Apple seems to want a little piece of everything that could possibly be considered “technology,” and its most ambitious undertaking is its rumored autonomous vehicle—the Apple Car. And now, according to a report from The Guardian, the Apple auto hearsay is becoming more fact than fiction.
Basing its report on documents obtained by a public records act request, the Guardian writes that Apple engineers met with officials from GoMentum Station—a disused World War II-era base in Concord, California, that conveniently has 20 miles of paved highways and city streets—in May.

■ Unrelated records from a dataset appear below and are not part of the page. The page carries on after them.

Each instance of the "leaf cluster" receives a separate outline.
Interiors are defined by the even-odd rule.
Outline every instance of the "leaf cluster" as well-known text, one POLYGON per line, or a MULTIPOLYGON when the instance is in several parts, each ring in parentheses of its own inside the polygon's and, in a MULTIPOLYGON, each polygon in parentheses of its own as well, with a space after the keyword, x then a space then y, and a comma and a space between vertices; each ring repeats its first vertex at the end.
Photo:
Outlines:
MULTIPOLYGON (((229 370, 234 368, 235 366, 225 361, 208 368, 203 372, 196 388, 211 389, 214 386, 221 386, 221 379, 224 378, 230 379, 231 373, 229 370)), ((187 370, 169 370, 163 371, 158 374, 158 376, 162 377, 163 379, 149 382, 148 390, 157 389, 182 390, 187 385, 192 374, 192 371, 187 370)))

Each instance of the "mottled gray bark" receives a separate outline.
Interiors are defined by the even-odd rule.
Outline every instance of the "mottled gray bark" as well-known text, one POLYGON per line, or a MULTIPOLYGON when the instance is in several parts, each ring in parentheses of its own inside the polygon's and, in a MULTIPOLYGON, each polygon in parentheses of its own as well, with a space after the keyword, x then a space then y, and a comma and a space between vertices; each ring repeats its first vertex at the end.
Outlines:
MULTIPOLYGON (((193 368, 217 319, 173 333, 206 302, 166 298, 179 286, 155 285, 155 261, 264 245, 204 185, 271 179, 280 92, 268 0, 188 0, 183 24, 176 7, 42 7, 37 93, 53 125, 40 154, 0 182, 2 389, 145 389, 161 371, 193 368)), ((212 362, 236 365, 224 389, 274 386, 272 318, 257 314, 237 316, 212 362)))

GoMentum Station is like an Area 51 for autonomous tech: The base is still guarded by the military and closed to the public. Because of this intense security, the old San Francisco-area navel base has become a perfect spot for auto and tech companies to test their driverless four-wheeled creations in secrecy, and that’s exactly why Apple engineers came calling, asking for ways they could schedule tests to avoid any prying eyes.
Here’s a video from Honda testing its automated tech at GoMentum Station:
Companies like Google and Mercedes-Benz test autonomous cars on public roads, but to do so, they’ve had to divulge tech specs on their projects to pass inspection. If Apple’s known for one thing, it’s secrecy; the idea that it would open up its autonomous car playbook this early in the game seems extremely unlikely.
So an old nearby naval base would serve as the perfect temporary substitute for the real thing. When questioned by The Guardian on whether Apple was indeed a client at GoMentum Station, the owner Randy Iwasaki remain tight-lipped:
“We had to sign a non-disclosure agreement with Apple. We can’t tell you anything other than they’ve come in and they’re interested.”
Of course, an early negotiation for room to conduct secretive testing and an actual road-ready car are two very different things—the bookends to what will likely be a years-long journey. But Apple entering the auto business now seems all but certain. Let’s just hope they don’t call it the iCar.